Malawian prelate of the Catholic Church (born 1957)

Martin Anwel Mtumbuka is a Malawian Roman Catholic church prelate currently serving as bishop of the Roman Catholic Diocese of Karonga in Malawi. The diocese was erected by Pope Benedict XVI in 2010 and he appointed Bishop Mtumbuka as its first bishop.

==Background and education==
He was born on 5 August 1967 in Majimbula Village, Rumphi District, Mzuzu Diocese, in Malawi. He attended primary school in Chilulu. For his secondary school education, he studied at the Mzuzu Minor Seminary.

He studied philosophy at Saint Anthony's Seminary in Kachebere, Mchinji District, Central Region, Malawi, after which he studied Theology at the Theological Seminary in Zomba, Zomba District, Southern Region, Malawi. He studied at Mater Dei Institute of Education, in Ireland from 1997 until 2002, graduating with a Master's degree in Religious Science from there. From 2002 until 2005, he studied at the University of London, where he obtained a Doctor of Philosophy degree, in the Science of Education.

==Priest==
He was ordained priest on 31 July 1988 for the Roman Catholic Diocese of Mzuzu.

While a priest of Mzuzu Diocese, he served in various roles, including as:

- Assistant priest at the cathedral of Mzuzu, from 1988 until 1990
- Rector of St. Patrick Minor Seminary, from 1990 until 1993
- Rector of the Minor Seminary of Mzuzu from 2002 until 2005
- Vice-chancellor of the Catholic University of Malawi, Archdiocese of Blantyre, from 2005 until 2010.

==Bishop==
On 21 July 2010, Pope Benedict XVI created the Roman Catholic Diocese of Karonga, Malawi, by splitting the Diocese of Mzuzu. On the same day, The Holy Father appointed
Reverend Martin Anwel Mtumbuka, of the clergy of Mzuzu and Vice-chancellor of the Catholic University of Malawi to be the founding Bishop of Karonga.

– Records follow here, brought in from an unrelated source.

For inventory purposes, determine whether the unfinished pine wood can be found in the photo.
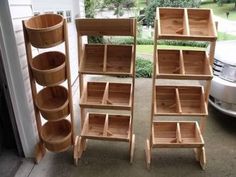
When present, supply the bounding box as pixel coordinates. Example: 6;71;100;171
156;49;213;80
41;119;72;152
80;44;134;75
156;7;217;41
187;9;216;37
153;121;204;148
31;51;66;86
158;8;186;35
81;113;131;141
80;82;132;110
154;86;208;116
106;45;134;74
25;14;64;48
35;86;70;121
80;44;105;74
75;18;136;36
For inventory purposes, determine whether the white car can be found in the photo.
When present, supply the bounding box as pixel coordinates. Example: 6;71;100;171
209;41;236;117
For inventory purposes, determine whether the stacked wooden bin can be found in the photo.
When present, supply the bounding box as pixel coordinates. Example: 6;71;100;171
145;8;217;169
74;19;136;163
23;14;74;162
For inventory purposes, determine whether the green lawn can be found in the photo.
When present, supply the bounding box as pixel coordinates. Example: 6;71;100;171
201;3;236;20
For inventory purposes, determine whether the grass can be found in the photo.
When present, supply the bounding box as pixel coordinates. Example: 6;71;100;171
201;3;236;20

He was consecrated and installed bishop on 20 November 2010 by Archbishop Nicola Girasoli, Titular Archbishop of Egnazia Appula and Papal Nuncio assisted by Archbishop Tarcisius Gervazio Ziyaye, Archbishop of Blantyre and Bishop Joseph Mukasa Zuza, Bishop of Mzuzu.

During his time in office, Bishop Mtumbuka has been a strong advocate for the poor, at times criticizing the government for not doing enough to alleviate suffering.

In 2021, he chided government officials for not doing enough saying "the state of the economy is negatively affecting the welfare of people, especially the rural masses who are mostly poor."